In Brazil, professional journalism has been democratized through the strong tradition of alternative journalism in the form of community media, which are non-profit institutions with ‘the widespread participation of ordinary people in production, decision-making, and management ... designed to meet the interests of local communities - especially social, ethnic, sexual, or religious minorities’ (Bosch, Paiva and Malerba, 2018: 196). In India, working towards social change is part of the ethos of journalism, encoded in various journalistic codes of ethics.1 Indian journalists indicated that all qualities apart from honesty can be learned and developed in everyday practice, but the existential choice between honesty and dishonesty is one that everybody makes alone, and it is exactly this inner choice that shapes a person’s ethical values. Thus, Indian journalists considered technical skills, competence and knowledge of the subject and even independence as secondary.

For journalists of South Africa, the primary quality of the professional was independence, followed closely by being unbiased and uncorrupt in that order.This priority for independence in the value hierarchy of professionalism can be explained in the context of the relatively recent post-apartheid media freedoms, wherein the memory of the past is still acute in society and the profession, and where ‘local journalists safeguard their professional independence’ and believe ‘that there should never be a time when government can control access to either the Internet or political and entertainment content’ (Ndlovu, 2015: 124).

The journalists of China and Russia were similar in how they defined their priorities. At the top were the professional values of technical mastery, competence, erudition and knowledge of the subject. It appears then that these journalists’ understanding of the profession leaned towards the rational and administrative rather than the emotional. The moral qualities of honesty and sincerity, and being ethical in general and in the profession, were second for them to professional and technical skills. This hierarchy may be related to the structure of the field or the lingering effects of this structure, i.e., the status of journalism in society, one that is subordinated to political power and works on the whole as an appendage of the state machine at the four structural levels of media systems established since the Communist time: national, regional, city and local media. Freidson (1988) provided a similar assessment at least for Soviet professionals who, he indicated, did not have economic freedom or freedom from state ideology', but did have authority over technical expertise.

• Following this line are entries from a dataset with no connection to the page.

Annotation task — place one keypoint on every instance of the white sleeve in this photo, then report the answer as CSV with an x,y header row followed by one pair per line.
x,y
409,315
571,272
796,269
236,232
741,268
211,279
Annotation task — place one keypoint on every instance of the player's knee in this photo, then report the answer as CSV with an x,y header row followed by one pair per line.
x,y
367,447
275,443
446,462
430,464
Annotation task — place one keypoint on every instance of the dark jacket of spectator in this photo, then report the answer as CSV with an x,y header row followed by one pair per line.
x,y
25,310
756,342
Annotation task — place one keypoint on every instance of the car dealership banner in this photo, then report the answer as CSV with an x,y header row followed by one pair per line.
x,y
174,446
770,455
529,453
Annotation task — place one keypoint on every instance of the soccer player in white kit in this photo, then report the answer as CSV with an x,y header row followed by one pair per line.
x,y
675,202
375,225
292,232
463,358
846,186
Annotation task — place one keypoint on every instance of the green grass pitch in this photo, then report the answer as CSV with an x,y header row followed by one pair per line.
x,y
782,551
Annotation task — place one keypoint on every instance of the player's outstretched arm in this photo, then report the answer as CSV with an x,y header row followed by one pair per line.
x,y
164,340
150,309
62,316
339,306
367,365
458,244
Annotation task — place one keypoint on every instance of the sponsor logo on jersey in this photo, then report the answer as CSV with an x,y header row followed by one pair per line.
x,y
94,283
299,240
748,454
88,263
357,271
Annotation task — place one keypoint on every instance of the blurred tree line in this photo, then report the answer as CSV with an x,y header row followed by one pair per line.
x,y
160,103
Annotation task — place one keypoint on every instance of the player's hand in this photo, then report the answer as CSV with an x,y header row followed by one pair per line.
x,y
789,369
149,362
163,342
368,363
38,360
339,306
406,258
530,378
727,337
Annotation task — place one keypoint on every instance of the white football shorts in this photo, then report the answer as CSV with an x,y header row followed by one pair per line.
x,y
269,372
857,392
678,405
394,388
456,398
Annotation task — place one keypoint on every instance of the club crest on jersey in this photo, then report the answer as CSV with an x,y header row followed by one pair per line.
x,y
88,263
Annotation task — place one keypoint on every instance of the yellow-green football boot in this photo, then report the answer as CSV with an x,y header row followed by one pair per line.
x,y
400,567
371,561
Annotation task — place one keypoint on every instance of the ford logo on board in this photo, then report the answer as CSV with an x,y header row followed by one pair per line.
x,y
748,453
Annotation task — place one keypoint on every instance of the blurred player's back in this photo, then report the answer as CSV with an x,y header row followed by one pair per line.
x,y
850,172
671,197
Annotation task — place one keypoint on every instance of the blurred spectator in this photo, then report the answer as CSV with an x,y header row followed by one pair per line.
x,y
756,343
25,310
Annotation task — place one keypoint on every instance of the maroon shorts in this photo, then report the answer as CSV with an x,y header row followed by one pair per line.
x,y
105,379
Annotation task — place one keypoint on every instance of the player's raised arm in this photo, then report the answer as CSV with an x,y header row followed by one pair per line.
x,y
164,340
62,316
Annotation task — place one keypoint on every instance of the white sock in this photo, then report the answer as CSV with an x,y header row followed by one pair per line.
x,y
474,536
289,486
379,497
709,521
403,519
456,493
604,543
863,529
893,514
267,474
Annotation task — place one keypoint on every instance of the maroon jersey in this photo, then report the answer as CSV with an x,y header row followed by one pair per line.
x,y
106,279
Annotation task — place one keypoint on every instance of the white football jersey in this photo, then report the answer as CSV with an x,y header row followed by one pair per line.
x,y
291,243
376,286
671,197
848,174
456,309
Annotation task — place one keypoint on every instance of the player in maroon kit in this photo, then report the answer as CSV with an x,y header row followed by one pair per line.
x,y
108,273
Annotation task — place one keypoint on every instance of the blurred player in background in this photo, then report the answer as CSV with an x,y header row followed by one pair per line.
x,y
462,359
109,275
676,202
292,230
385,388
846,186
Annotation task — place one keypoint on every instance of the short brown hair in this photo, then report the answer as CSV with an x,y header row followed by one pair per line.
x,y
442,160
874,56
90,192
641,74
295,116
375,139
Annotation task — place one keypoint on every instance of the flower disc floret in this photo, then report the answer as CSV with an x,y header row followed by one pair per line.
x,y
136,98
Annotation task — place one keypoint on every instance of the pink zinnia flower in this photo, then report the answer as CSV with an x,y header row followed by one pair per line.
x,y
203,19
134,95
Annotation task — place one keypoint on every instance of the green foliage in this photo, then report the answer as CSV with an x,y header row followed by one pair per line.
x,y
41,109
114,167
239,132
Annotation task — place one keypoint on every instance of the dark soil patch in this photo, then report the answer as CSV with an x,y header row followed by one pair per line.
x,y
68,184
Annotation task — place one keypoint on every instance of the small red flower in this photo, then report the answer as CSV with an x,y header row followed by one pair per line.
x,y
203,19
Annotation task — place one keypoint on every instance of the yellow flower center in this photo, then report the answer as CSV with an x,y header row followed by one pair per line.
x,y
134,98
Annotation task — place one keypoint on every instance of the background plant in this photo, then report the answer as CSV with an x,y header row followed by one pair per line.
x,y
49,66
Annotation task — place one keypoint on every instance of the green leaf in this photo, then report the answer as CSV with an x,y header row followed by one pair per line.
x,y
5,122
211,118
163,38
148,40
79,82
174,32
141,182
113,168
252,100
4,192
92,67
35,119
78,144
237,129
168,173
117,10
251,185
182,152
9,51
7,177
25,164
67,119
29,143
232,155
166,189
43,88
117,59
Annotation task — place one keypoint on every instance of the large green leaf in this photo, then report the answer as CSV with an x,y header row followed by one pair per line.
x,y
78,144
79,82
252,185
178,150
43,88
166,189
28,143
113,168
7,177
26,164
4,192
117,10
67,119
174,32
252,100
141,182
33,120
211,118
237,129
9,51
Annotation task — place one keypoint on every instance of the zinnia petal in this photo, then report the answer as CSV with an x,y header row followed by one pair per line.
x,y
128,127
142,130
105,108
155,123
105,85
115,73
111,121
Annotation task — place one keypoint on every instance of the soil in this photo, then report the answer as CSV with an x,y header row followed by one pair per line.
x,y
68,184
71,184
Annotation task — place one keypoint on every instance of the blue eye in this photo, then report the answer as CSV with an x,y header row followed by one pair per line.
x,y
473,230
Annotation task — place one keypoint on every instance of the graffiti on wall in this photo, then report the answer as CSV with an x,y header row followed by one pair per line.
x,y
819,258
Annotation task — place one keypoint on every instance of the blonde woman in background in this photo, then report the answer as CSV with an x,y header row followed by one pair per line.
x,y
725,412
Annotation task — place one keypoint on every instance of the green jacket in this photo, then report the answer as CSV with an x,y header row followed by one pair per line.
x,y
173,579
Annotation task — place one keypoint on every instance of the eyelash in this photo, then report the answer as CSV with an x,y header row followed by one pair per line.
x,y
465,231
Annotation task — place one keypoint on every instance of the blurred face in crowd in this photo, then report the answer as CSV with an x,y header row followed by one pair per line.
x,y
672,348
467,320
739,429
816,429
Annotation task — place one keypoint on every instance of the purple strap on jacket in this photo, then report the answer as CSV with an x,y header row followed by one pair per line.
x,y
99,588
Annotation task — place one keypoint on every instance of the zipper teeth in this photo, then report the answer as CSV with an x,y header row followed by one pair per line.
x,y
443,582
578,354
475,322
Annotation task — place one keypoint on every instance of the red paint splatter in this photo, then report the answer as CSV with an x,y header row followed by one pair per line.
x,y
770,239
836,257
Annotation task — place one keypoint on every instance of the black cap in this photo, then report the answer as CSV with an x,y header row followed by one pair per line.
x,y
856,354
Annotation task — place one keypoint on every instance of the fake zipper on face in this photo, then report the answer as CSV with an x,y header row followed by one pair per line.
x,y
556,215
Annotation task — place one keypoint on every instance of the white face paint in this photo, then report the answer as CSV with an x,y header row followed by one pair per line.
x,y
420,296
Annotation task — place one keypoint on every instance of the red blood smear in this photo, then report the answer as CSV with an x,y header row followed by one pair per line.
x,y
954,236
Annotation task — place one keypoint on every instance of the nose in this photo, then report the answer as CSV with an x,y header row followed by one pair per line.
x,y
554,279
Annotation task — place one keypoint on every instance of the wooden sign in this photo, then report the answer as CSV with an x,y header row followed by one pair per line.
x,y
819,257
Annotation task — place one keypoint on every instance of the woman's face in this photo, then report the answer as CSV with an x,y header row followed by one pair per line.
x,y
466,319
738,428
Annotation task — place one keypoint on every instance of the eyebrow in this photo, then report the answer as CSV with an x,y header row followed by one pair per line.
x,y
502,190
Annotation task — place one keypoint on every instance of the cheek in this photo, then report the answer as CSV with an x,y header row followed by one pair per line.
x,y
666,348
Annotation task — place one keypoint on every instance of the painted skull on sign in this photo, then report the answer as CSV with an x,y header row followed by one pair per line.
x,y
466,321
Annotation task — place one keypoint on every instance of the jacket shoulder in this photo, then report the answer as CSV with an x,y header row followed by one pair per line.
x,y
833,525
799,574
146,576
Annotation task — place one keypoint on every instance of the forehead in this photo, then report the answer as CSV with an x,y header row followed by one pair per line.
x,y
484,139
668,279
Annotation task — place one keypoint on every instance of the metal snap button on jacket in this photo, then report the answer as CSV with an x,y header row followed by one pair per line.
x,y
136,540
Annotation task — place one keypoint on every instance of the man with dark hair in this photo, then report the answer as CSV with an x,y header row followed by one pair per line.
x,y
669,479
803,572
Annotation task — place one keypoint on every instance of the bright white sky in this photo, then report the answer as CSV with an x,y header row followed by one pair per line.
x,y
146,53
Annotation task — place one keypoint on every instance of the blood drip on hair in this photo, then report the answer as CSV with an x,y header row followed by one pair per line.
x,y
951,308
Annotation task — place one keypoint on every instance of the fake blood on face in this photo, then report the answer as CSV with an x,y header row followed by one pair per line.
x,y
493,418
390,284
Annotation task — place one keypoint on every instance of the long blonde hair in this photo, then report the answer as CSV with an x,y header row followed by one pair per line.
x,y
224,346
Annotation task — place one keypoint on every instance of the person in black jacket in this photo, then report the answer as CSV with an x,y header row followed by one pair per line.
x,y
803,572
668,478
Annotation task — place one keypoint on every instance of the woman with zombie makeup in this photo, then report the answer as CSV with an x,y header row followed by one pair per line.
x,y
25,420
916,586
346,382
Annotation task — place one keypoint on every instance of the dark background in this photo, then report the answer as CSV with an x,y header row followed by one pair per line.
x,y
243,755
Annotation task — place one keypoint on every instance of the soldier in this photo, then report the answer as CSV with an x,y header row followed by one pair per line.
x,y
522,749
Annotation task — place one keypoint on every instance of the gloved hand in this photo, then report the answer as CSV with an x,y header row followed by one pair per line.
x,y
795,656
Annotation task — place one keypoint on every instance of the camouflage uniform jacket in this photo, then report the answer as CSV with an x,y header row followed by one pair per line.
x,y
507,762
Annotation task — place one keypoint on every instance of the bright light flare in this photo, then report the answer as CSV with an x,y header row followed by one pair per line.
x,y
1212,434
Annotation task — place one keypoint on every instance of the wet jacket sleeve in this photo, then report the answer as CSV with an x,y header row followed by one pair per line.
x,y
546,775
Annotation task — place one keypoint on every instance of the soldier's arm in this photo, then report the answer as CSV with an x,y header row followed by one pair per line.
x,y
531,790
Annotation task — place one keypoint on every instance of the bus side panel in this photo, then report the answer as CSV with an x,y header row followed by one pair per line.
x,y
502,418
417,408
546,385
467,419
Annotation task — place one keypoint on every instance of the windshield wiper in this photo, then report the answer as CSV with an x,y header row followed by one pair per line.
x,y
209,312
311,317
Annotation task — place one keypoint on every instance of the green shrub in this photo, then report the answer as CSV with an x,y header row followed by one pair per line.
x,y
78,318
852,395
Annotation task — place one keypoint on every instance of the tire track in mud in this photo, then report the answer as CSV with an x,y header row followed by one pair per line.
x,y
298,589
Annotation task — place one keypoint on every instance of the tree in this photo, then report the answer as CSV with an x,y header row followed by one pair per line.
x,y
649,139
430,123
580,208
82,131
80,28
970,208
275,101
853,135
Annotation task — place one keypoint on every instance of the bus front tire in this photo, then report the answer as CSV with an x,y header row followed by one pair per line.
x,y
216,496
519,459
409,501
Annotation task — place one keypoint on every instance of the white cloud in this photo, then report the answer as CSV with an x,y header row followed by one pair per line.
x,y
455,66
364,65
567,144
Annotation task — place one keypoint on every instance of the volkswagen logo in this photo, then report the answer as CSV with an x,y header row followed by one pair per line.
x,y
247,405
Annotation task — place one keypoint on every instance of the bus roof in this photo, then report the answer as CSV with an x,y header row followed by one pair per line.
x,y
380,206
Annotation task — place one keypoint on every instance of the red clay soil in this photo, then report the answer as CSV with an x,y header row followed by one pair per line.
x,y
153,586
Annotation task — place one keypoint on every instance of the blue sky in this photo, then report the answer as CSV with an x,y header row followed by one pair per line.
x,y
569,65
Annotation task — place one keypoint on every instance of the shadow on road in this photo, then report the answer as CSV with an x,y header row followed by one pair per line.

In all BRICS countries, except Russia, journalists included independence as a key quality of a professional. In today’s Russia, many journalists both agree with and acquiesce to the notion that the media serve either party/state interests or commercial interests and sometimes even serve state interests in private media, in the conditions of the post-Soviet quasi-media market and gradually tightening state control over the media, the Internet and civil society. For example, the Foreign Agent Law that came into force in 2012 resulted in the closure of many nongovernmental organizations and required them to refuse foreign funding under threat of closure. Since 2017, this law has also become applicable to the media. In the opinion of the Chairman of the Glasnost Defense Foundation, Alexei Simonov, ‘Today, Russian media are formed by two opposite vectors: on the one hand - a sense of their own dignity and on the other hand - money. [Media] where dignity wins [are decreasing]’. Simonov believed that only 10 to 15 per cent of the media have refused to resort to servility. For example, in Moscow this group included only Novaya Gazeta, radio EkhoMoskvy, Vedomosti and Kommersant (A. Simonov, personal communication, 19 October 2017).